アンナ・ファン選手は大会後のコメントにて、いかなるLPGAイベントであってもカットラインを通ることは常に特別なことであり、今週のカナダオープンでこれほど好プレーができたことは本当に素晴らしいと感じていると述べ、世界最高峰の選手たちを前に良いプレーができたことを非常に嬉しく思うとともに、今後もそれを継続したいと語りました。

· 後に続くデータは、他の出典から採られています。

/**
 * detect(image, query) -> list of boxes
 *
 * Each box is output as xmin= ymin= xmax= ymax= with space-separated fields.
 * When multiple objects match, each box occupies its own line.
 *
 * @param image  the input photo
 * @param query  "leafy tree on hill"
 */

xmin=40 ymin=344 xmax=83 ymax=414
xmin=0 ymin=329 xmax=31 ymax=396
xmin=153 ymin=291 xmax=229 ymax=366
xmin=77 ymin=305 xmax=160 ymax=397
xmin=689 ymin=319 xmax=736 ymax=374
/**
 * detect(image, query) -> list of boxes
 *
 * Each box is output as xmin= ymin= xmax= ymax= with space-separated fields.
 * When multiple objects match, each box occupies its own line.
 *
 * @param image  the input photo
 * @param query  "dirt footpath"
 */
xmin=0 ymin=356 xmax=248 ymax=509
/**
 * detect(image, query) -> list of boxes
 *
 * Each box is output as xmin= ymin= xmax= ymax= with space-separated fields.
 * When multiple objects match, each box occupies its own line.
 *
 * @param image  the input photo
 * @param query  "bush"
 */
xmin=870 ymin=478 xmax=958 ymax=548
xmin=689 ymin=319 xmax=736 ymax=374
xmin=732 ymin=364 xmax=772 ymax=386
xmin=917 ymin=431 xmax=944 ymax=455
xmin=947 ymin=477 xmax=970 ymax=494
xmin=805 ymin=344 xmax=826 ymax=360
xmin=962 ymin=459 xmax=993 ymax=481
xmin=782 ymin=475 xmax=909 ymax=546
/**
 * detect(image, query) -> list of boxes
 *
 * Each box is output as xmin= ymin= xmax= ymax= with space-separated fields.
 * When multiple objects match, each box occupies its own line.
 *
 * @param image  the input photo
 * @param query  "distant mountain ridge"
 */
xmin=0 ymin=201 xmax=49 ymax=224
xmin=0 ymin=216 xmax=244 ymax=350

また、同じくカナダ出身の16歳のアマチュア、アフロディーテ・デン選手も土曜日の63に続いて69をマークし、通算11アンダーでLaney Frye選手(68)、タイのアリヤ・ジュタヌガーン選手(68)と並び7位タイでフィニッシュするなど、次世代を担う若手選手の台頭が光る大会となりました。
山下美夢有が築く新たな黄金期
初日から首位を譲らず、最後は18番ホールのパー4での勝利のバーディパットで締めくくって歴史的な記録に並んで見せた山下選手。世界最高峰の舞台で圧倒的な強さを見せつけた山下選手は、2025年にツアーのルーキー・オブ・ザ・イヤーにも選出された実力を証明し、さらなる高みへ向けて歩みを進めていきます。